The board’s recommendation assumes Ceva is able to meet ambitious financial targets the company set out last November. Those goals include revenue of $9 billion, which would represent annual revenue growth of 5 percent between now and 2021. Ceva’s previous revenue growth target was 4 percent.
It also expects adjusted operating profit to reach $470 million to $490 million by 2021, representing 6 percent annual growth.
Ceva expects CMA CGM’s logistics business, which saw revenue of $650 million last year, to contribute $50 million to the increased operating profit, with $30 million stemming from cost-cutting and joint procurement of services.
CMA CGM logistics’ operating subsidiaries that were purchased by Ceva include California-based USL Cargo Services, which leases and operates warehouse space across North America and China, and LCL Logistix, one of the top freight consolidators in India.

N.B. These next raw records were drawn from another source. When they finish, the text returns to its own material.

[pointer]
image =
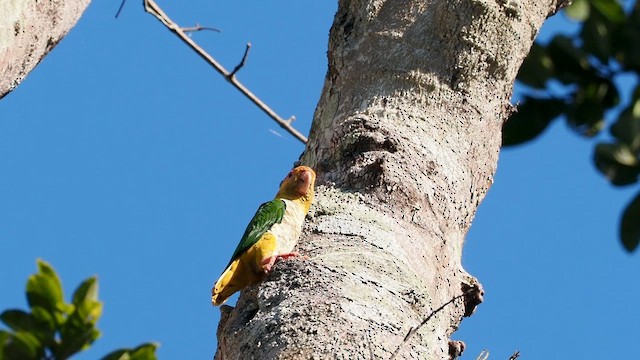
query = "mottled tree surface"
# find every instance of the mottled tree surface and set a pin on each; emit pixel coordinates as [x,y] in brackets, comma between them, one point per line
[405,142]
[29,29]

The execution of that plan would make Ceva an “end-to-end” solution provider in the logistics industry and pushes Ceva into a top 10 player across air, ocean and contract logistics markets.
Currently, Ceva is the seventh-largest forwarder in air freight and the twelfth-largest in ocean freight.
In a statement, Ceva’s chairman Rolf Watter says the board “fully trusts Ceva’s management team in its capability to successfully execute the plan.”
He added, “For those reasons, management and the Board will not tender the shares and do not recommend shareholders to tender either.”
Yet with the acquisition of the CCLog business, Ceva will remain closely aligned with CMA CGM in terms of customers and cross-selling of services. Ceva said it plans to target up to 700 accounts for joint marketing of services with CMA CGM.
Those services include additional ocean freight services between Mexico and the U.S., expedited ocean service in the trans-Pacific market, rail and truck services between China and Europe and an increased presence in the refrigerated freight trade from Latin America.